Imagine a Democratic Party that could call for schools to teach gratitude, generosity, caring for others, and celebration of the wonders that daily surround us! Such a Democratic Party, continuing to embrace its agenda for economic fairness and multi-cultural inclusiveness, would have won in 2004 and can win in the future. (Please don't tell me that this is happening outside the Democratic Party in the Greens or in other leftie groups--because except for a few tiny exceptions it is not! I remember how hard I tried to get Ralph Nader to think and talk in these terms in 2000, and how little response I got substantively from the Green Party when I suggested reformulating their excessively politically correct policy orientation in ways that would speak to this spiritual consciousness. The hostility of the Left to spirituality is so deep, in fact, that when they hear us in Tikkun talking this way they often can't even hear what we are saying--so they systematically mis-hear it and say that we are calling for the Left to take up the politics of the Right, which is exactly the opposite of our point--speaking to spiritual needs actually leads to a more radical critique of the dynamics of corporate capitalism and corporate globalization, not to a mimicking of right-wing policies).

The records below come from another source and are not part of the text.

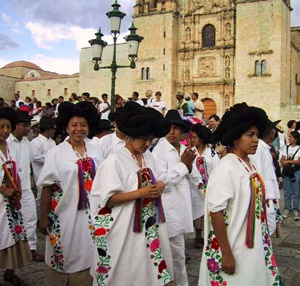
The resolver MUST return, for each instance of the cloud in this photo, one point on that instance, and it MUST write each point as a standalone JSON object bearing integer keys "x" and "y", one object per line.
{"x": 84, "y": 14}
{"x": 8, "y": 20}
{"x": 54, "y": 64}
{"x": 45, "y": 35}
{"x": 6, "y": 43}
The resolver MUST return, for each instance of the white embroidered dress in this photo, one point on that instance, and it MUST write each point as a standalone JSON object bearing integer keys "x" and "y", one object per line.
{"x": 229, "y": 191}
{"x": 122, "y": 256}
{"x": 69, "y": 246}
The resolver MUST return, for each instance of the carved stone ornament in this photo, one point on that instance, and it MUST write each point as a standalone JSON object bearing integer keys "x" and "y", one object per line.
{"x": 207, "y": 67}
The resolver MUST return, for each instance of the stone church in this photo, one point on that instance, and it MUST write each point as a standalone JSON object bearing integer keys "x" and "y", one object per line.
{"x": 228, "y": 51}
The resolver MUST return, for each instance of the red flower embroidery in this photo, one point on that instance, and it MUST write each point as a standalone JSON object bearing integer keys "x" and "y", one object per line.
{"x": 215, "y": 244}
{"x": 100, "y": 231}
{"x": 18, "y": 229}
{"x": 53, "y": 205}
{"x": 155, "y": 243}
{"x": 162, "y": 266}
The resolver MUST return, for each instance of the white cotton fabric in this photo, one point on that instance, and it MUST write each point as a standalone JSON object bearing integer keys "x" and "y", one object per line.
{"x": 229, "y": 190}
{"x": 60, "y": 168}
{"x": 197, "y": 196}
{"x": 264, "y": 164}
{"x": 177, "y": 195}
{"x": 108, "y": 144}
{"x": 130, "y": 258}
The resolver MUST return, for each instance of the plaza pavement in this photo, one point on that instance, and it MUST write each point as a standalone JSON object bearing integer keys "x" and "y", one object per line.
{"x": 287, "y": 253}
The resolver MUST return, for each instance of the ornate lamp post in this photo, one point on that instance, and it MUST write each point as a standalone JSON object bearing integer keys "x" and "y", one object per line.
{"x": 133, "y": 40}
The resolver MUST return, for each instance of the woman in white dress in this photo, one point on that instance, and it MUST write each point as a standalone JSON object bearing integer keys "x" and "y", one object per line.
{"x": 66, "y": 178}
{"x": 132, "y": 245}
{"x": 206, "y": 160}
{"x": 14, "y": 249}
{"x": 238, "y": 248}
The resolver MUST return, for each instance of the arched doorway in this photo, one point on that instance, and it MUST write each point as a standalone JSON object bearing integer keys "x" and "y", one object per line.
{"x": 210, "y": 107}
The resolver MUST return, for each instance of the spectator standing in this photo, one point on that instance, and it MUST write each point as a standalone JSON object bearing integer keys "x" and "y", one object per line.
{"x": 104, "y": 107}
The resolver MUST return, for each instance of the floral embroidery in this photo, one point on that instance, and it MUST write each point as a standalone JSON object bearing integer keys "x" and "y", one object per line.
{"x": 57, "y": 259}
{"x": 214, "y": 260}
{"x": 202, "y": 168}
{"x": 102, "y": 226}
{"x": 14, "y": 215}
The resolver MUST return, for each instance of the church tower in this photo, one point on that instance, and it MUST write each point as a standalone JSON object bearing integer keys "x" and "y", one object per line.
{"x": 263, "y": 48}
{"x": 157, "y": 22}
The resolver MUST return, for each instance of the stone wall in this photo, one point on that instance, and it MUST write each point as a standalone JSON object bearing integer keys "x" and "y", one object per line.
{"x": 7, "y": 85}
{"x": 47, "y": 89}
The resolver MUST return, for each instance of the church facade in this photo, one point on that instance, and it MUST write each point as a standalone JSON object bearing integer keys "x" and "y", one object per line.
{"x": 228, "y": 51}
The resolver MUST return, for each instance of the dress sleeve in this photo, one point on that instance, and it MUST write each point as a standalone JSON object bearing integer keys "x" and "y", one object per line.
{"x": 107, "y": 182}
{"x": 50, "y": 171}
{"x": 221, "y": 188}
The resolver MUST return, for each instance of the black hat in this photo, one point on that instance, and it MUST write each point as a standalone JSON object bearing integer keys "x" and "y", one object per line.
{"x": 47, "y": 123}
{"x": 138, "y": 121}
{"x": 112, "y": 116}
{"x": 104, "y": 124}
{"x": 175, "y": 119}
{"x": 23, "y": 116}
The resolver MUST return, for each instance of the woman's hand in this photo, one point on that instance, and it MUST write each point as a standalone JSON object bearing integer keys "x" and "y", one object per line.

If the Democrats were to foster a religions/spiritual Left, they would no longer pick candidates who support preemptive wars or who appease corporate power. They would reject the cynical realism that led them to pretend to be born-again militarists, a deception that fooled no one and only revealed their contempt for the intelligence of most Americans. Instead of assuming that most Americans are either stupid or reactionary, a religious Left would understand that many Americans who are on the Right actually share the same concern for a world based on love and generosity that underlies Left politics, even though lefties often hide their value attachments.

Yet to move in this direction, many Democrats would have to give up their attachment to a core belief: that those who voted for Bush are fundamentally stupid or evil. Its time they got over that elitist self-righteousness and developed strategies that could affirm their common humanity with those who voted for the Right. Teaching themselves to see the good in the rest of the American public would be a critical first step in liberals and progressives learning how to teach the rest of American society how to see that same goodness in the rest of the people on this planet. It is this spiritual lesson-that our own well-being depends on the well-being of everyone else on the planet and on the well-being of the earth-a lesson rooted deeply in the spiritual wisdom of virtually every religion on the planet, that could be the center of a revived Democratic Party.

Yet to take that seriously, the Democrats are going to have to get over the false and demeaning perception that the Americans who voted for Bush could never be moved to care about the well being of anyone but themselves. That transformation in the Democrats would make them into serious contenders.

A confession: I walked by an Episcopal church today, and had to will all of my secular energies to the fore of my body and mind in order to fight the urge to walk in and pray.

Wednesday, November 03, 2004

Pre-Bed Election Thoughts

As of 12.50 EST, it appears that all my confidence and hope are, like the residual elements of my religious faith, good for very little indeed. With that in mind, commence with the gloating and anger that only self-righteousness conservative and liberal zeal can muster; commence with legalized homophobia; commence with even more tax cuts; commence with still yet more fear, America's most favored of opiates -- if it's not Jesus bearing down on us with an apocalyptic gleam in his eye, it's Allah's bomb-strapped will; commence with a lot of liberals claiming half-hearted expatriation attempts, but only really managing to cross a few state borders; commence with conservatives finding new ways to blame the minority party for their policy failures; commence with me drunkenly wondering, to all willing to listen, how far away I am from this country's collective political will, and whether moving back here is really such a good idea.

Oh, yes, we all have much to look forward to.